Yoga is a powerful natural healer and has long been known to be particularly beneficial for easing the often debilitating symptoms of anxiety and depression. After all, its very essence is ‘chitti vritti nirodhah’ – to calm the fluctuations of the mind stuff.
Gently taking the focus away from our overactive ‘monkey minds’ and into the physical body can be very useful for bringing a sense of calm and relief and allowing those experiencing the conditions to better navigate the challenges they face during periods of anxiety and depression.
There are certain asanas that are particularly beneficial in soothing an agitated nervous system. By opening up our nadis (or energy channels) they can leave us feeling rejuvenated and positive and show us some light amidst the darkness of these conditions.
Yoga helps soothe anxiety and depression on multiple levels: by stimulating the relaxation response, the body’s stress hormones — like cortisol and adrenaline — reduce and we begin to feel calmer and more positive. Additionally, the physicality of the asanas release endorphins, natural hormones in the body which create a feeling of well-being. Even simple pranayama exercises can soothe, by focusing on the breath and the physical body and also by reducing physical tension, all of which works to de-stress us. We feel calmer, lighter and clearer.

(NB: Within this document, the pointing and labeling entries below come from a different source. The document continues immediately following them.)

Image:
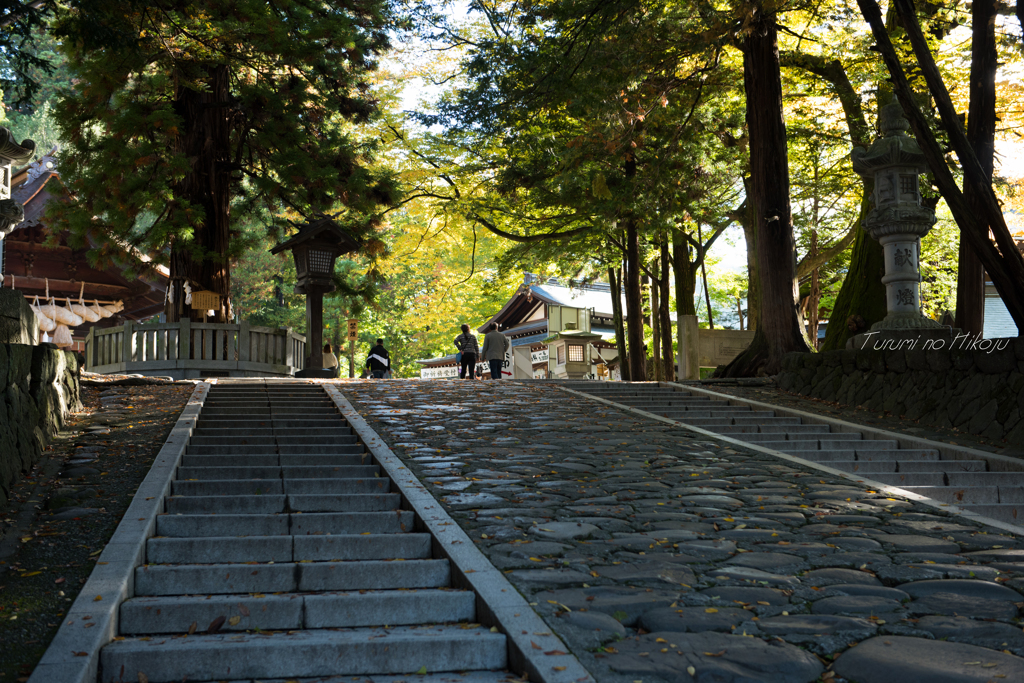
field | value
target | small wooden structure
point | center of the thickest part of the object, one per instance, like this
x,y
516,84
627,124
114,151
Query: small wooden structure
x,y
188,350
570,354
708,348
33,261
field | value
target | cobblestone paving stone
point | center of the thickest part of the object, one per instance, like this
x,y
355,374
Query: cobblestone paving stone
x,y
657,555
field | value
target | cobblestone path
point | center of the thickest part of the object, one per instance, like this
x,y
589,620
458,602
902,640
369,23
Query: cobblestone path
x,y
660,556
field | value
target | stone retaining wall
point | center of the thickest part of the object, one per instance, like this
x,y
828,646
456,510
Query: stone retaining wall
x,y
39,387
973,390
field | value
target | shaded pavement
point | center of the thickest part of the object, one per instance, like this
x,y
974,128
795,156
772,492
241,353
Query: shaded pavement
x,y
659,555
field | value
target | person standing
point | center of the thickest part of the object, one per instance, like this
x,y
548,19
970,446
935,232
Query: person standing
x,y
330,360
378,361
496,345
470,350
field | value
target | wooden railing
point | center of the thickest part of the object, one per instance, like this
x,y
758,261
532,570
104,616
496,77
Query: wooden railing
x,y
187,349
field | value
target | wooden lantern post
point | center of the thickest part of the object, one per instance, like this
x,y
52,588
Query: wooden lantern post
x,y
314,248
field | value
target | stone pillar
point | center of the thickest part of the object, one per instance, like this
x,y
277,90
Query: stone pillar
x,y
897,220
314,328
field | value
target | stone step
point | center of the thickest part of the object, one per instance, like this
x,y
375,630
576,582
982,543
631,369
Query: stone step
x,y
288,577
903,455
942,466
986,478
712,423
225,550
306,653
904,479
771,429
857,467
326,610
684,416
958,496
183,505
280,486
339,429
907,467
825,444
284,524
331,436
1005,512
280,411
796,436
270,472
338,449
252,401
674,402
276,423
274,460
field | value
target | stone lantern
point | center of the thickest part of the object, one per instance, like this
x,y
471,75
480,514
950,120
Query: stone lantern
x,y
897,220
11,211
314,248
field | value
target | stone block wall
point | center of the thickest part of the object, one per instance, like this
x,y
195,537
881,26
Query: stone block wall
x,y
17,323
976,390
39,387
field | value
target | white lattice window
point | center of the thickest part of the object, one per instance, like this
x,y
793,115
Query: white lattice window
x,y
576,353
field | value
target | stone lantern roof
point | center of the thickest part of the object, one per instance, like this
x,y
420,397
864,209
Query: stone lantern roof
x,y
324,229
895,147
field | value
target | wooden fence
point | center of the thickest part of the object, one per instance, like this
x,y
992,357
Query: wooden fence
x,y
188,349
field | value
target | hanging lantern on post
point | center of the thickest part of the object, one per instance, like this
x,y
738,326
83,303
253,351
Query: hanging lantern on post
x,y
314,249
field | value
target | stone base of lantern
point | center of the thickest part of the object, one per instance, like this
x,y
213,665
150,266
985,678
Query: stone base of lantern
x,y
907,339
906,322
316,373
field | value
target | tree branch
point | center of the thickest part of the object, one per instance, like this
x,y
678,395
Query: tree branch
x,y
526,239
809,262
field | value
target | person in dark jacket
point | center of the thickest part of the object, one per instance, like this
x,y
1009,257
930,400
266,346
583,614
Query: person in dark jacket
x,y
467,345
378,361
496,345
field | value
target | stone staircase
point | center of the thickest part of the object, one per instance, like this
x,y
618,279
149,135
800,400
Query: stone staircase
x,y
284,553
964,482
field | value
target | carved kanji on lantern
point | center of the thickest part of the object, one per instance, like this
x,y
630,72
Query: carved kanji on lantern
x,y
897,220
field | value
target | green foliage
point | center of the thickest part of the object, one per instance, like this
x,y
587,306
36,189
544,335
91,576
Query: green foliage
x,y
27,66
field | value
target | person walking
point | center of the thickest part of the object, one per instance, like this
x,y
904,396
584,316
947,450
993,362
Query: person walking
x,y
378,361
470,350
496,345
331,360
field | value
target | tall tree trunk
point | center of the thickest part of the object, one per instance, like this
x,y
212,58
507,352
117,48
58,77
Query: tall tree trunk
x,y
812,327
685,288
655,322
753,283
634,304
861,300
981,133
1000,256
704,279
205,140
778,330
616,313
668,358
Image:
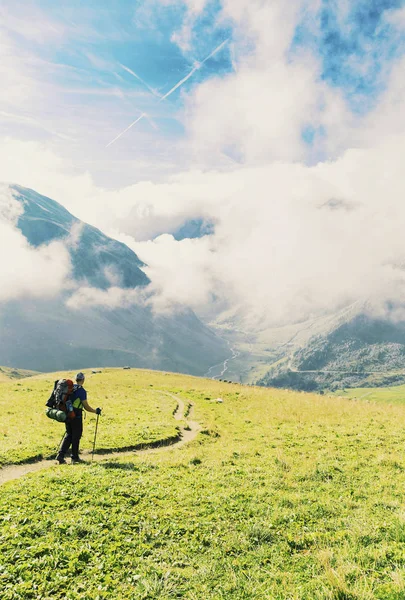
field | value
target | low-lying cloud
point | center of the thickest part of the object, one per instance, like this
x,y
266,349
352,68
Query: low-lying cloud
x,y
26,271
301,227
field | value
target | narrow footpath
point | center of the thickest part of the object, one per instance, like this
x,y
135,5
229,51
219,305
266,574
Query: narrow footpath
x,y
186,434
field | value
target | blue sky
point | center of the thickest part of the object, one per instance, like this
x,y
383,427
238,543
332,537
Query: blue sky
x,y
303,101
79,55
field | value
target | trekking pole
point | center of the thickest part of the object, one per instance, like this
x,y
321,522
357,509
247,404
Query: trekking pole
x,y
95,435
59,445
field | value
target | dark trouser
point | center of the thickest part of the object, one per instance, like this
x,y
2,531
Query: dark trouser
x,y
74,430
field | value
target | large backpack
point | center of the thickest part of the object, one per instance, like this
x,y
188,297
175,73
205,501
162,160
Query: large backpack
x,y
59,405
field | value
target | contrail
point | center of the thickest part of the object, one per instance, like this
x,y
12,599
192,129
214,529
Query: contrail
x,y
197,67
125,130
128,70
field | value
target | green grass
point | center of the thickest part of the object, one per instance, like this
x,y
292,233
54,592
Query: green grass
x,y
132,415
282,496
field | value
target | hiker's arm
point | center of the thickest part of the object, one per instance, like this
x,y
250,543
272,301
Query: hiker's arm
x,y
87,407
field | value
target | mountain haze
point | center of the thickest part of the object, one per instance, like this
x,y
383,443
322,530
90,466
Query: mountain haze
x,y
50,334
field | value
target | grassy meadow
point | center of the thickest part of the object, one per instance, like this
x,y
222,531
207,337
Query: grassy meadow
x,y
282,495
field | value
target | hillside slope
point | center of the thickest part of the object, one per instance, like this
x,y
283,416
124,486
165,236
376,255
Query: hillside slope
x,y
44,334
281,495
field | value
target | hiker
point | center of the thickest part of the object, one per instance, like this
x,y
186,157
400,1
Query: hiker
x,y
74,427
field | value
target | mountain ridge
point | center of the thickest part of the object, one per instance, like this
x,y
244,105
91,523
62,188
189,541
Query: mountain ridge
x,y
46,334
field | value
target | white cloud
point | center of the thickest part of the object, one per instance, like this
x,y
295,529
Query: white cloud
x,y
25,270
281,248
112,298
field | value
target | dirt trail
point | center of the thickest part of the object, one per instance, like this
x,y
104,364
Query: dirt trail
x,y
186,435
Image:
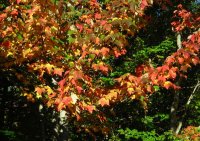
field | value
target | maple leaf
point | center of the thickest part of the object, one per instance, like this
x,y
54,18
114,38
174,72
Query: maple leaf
x,y
74,98
79,89
103,102
80,27
67,100
97,16
103,22
130,90
3,16
14,12
172,74
97,40
58,71
39,90
61,83
105,51
6,44
18,1
168,84
90,108
195,60
48,66
180,60
144,4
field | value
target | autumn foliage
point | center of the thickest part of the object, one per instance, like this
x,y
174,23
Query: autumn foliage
x,y
62,48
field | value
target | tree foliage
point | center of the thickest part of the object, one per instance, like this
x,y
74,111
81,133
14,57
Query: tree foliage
x,y
66,53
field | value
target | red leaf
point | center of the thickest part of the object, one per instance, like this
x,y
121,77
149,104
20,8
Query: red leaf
x,y
14,12
58,71
2,16
61,83
67,100
79,89
89,108
80,27
97,16
143,4
103,22
172,74
39,90
195,60
97,40
180,60
103,102
18,1
168,84
6,44
139,70
105,51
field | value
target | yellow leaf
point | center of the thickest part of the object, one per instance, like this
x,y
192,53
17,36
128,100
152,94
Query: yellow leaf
x,y
74,98
26,52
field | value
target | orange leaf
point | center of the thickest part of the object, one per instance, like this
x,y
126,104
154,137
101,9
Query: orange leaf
x,y
79,89
97,16
18,1
180,60
61,83
105,51
103,102
67,100
39,90
143,4
168,84
14,12
58,71
97,40
195,60
172,74
89,108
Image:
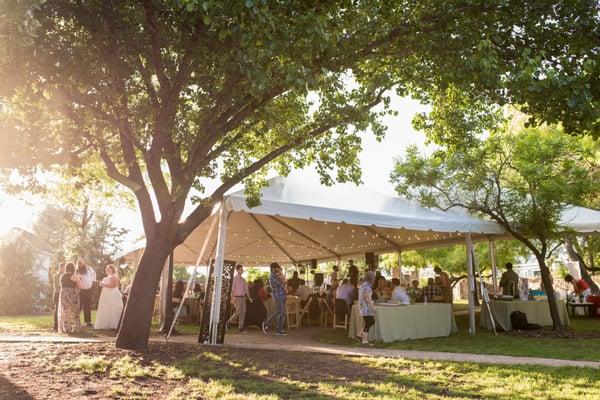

See Also: Vinyasa Your Anxiety Away
Our Choice Poses For Anxiety
In your next home practice, or even after a practice at your regular studio, try incorporating some of these poses into your regular routine:
1. Half Moon Pose (Ardha Chandrasana)
Focussing on stability in balancing postures, particularly the more complex ones such as this, are helpful in taking the focus away from the mind and into the body. It’s also a heart opening pose which opens the heart chakra and promotes self love and compassion. When depressed, the natural tendency is for the body to hunch over, so this works the other way and opens us up to receiving more positive energy and ways of thinking.
2. Legs Up the Wall (Viparita Karani)
This is a deeply soothing pose that can be particularly effective for winding down before bed. This asana is also great for insomnia and disturbed sleep — which is often a symptom of depression, anxiety and stress. It helps to promote relaxation via the re-routing of the circulation of the brain and activates the relaxation response.
3. Headstand (Sirsasana)
The skill involved in preparing for and holding this posture requires a certain level of concentration — one which takes the focus away from the mind and into the physical body. It also floods the brain with fresh blood and oxygen and of course strengthens the body which can help to a sense of self-empowerment.
4. Child’s Pose (Balasana)
This classic resting pose is immediately calming and is one of the quickest and most effective ways to feel grounded and centered. The focus on the breath can be very reassuring and the requirement to block out external stimuli allows the body to detach from anxious thoughts. Balasana also opens up the back and hip — two areas where many people carry negative emotions — and allows stagnant energy to start flowing again.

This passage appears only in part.